"I can calculate the movement of stars, but not the madness of men."
"This is what I fear most today: being bearish and so continuing to not make any money even as the monetary authorities shower us with the ill thought-out generosity of their stance and markets melt up. Our resistance of Fed generosity has been pretty costly for all of us so far. To keep resisting could end up being unforgivably costly."

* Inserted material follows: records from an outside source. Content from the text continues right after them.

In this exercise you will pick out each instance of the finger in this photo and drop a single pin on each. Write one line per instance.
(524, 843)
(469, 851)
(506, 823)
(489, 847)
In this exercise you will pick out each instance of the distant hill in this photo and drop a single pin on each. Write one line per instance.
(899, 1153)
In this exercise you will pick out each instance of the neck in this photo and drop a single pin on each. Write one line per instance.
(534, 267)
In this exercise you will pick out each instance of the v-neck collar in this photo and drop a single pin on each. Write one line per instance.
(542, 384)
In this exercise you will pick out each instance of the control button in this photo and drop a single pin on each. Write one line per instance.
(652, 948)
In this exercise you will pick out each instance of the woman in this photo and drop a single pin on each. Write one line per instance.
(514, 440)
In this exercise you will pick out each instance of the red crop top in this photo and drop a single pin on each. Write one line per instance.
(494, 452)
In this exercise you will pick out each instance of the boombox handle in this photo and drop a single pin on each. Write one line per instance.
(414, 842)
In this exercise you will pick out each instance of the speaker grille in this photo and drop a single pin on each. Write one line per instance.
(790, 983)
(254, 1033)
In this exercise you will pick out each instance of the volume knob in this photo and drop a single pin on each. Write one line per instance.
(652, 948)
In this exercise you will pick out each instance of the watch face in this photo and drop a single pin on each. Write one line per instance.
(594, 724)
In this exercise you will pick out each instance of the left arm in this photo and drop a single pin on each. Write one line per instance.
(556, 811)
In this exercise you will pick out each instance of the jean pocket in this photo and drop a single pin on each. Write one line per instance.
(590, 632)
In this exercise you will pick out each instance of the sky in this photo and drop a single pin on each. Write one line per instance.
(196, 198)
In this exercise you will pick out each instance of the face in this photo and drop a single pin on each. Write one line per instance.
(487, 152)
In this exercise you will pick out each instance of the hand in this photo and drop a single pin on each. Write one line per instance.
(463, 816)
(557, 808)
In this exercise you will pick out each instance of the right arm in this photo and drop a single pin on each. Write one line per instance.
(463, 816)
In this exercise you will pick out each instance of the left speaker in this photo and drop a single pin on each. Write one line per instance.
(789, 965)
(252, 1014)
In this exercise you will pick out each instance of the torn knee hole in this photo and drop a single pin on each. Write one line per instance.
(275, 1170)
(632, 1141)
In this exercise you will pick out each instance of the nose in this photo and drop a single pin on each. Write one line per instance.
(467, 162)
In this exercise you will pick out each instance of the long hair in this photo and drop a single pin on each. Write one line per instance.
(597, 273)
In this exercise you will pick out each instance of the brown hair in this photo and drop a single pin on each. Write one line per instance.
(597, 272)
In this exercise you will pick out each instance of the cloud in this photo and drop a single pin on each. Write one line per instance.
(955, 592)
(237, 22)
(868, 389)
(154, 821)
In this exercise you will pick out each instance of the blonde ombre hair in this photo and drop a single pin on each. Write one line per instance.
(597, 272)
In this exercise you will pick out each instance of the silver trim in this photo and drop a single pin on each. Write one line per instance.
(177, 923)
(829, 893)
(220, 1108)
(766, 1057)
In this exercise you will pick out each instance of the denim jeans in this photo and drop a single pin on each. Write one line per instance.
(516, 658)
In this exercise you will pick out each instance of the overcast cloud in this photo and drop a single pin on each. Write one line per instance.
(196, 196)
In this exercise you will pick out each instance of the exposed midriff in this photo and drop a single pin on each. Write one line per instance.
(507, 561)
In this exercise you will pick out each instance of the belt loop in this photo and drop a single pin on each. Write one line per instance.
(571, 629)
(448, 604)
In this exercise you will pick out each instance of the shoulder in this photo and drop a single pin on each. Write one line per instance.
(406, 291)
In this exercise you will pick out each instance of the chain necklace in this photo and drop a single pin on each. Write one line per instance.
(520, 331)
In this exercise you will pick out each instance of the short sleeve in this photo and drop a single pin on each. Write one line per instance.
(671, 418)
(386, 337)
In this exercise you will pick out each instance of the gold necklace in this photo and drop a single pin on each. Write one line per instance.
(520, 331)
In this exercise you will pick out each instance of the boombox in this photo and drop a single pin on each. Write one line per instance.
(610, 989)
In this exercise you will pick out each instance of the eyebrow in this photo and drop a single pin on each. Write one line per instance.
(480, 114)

"Just be long. Pretty much anything."
- In a world drowning in debt, if you must own bonds, own bonds issued by entities that can afford to pay you back;
- In a deleveraging world, favour the currencies of creditor countries over debtors;
- In a world beset by QE, if you must own equities, own equities supported by vast secular tailwinds and compelling valuations (for more on this, see this piece);
- Given the enormous macro uncertainties and entirely justifiable concerns about potential bubbles, diversify more broadly at an asset class level than simply across equity and bond investments; given the danger of central bank money-printing seemingly without limit, currency / inflation insurance should be a component of any balanced portfolio (even if deflation in western economies may be the more plausible immediate threat, as Russell Napier suggests, do we honestly think it won't be met by even more aggressive monetary stimulus from the brain donors at the central banks?);
- Forget conventional benchmarks. Bond indices encourage investors to over-own the most heavily indebted (and therefore objectively least creditworthy) borrowers. Equity benchmarks tend to push investors into owning yesterday's winners – at the high price that their popularity ensures.
"To buy when others are despondently selling and sell when others are greedily buying requires the greatest fortitude and pays the greatest reward."
"It is the long-term investor, he who most promotes the public interest, who will in practice come in for the most criticism. For it is in the essence of his behaviour that he should be eccentric, unconventional and rash in the eyes of average opinion."